“All the worlds a stage” (As You Like It, II.vii) ! Well, at least the banks of the Thames will be for an entire weekend next April in commemoration of the 400th anniversary of Shakespeare’s death. Shakespeare’s Globe announced last week that they will be celebrating the life (and death) of The Bard with an exhibition dubbed ‘The Complete Walk’, consisting of a 2.5 mile walk between Westminster and Tower Bridge. Along the walk will be 37 large outdoor cinema screens, each showing a series of original 10-minute film pertaining to one of Shakespeare’s plays, filmed on the location that the play is set in.

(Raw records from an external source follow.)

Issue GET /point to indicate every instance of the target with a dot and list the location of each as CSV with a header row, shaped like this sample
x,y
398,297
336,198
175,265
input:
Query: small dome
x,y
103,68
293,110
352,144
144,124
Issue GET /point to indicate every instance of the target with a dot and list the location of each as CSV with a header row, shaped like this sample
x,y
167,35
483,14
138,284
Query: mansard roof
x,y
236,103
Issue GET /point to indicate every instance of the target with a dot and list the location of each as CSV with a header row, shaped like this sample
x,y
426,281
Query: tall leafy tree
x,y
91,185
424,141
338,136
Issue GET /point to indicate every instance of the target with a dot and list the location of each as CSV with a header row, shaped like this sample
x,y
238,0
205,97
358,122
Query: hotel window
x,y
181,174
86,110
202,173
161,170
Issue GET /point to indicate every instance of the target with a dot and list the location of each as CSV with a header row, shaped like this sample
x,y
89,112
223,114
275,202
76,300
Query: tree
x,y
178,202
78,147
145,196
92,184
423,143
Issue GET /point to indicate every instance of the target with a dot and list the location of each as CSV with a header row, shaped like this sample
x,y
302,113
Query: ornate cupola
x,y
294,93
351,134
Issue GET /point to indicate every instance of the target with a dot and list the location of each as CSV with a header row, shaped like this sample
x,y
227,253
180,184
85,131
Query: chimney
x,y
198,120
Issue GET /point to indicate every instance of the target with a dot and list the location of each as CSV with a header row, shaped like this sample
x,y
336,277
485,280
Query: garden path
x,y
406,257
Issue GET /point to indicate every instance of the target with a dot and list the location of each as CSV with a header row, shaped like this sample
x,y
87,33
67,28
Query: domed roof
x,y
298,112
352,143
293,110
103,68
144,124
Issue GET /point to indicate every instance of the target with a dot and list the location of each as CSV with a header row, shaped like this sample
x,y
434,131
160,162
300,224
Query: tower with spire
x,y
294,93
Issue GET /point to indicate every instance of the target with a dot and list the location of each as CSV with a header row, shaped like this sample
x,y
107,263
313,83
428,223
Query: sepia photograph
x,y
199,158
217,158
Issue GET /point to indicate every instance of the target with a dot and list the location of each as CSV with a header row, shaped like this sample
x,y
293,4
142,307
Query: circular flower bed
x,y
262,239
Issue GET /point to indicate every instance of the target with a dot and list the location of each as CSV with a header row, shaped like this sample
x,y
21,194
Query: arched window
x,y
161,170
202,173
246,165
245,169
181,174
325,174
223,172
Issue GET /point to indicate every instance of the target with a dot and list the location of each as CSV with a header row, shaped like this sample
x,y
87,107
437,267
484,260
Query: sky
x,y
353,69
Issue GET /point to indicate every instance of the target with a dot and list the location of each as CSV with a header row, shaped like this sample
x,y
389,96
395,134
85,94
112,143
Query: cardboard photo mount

Running over the weekend of the 23rd and 24th April 2016, the films will be shown for free and have been produced with the Mayor of London and the British Council as part of its 2016 Shakespeare Lives programme. Boris Johnson demonstrated his excitement for the project, claiming “Four hundred years after his death, Shakespeare is a titanic figure, whose work still resonates with people of all ages and backgrounds. That is an incredible feat and one that will be rightly celebrated across the world next year.” Hear, hear Boris!
Dominic Dromgoole, artistic director of Shakespeare’s Globe, added: “Shakespeare spent half his life in London, wrote all his plays there, and presented them all beside the Thames…We think it is suitable and fitting that the huge range of his work should be celebrated 400 years after his death in a big free public event, utilising the very latest technology, along a public walkway beside the same dirty old river, so rich with history.” Well Will, looks like you’re coming back in style!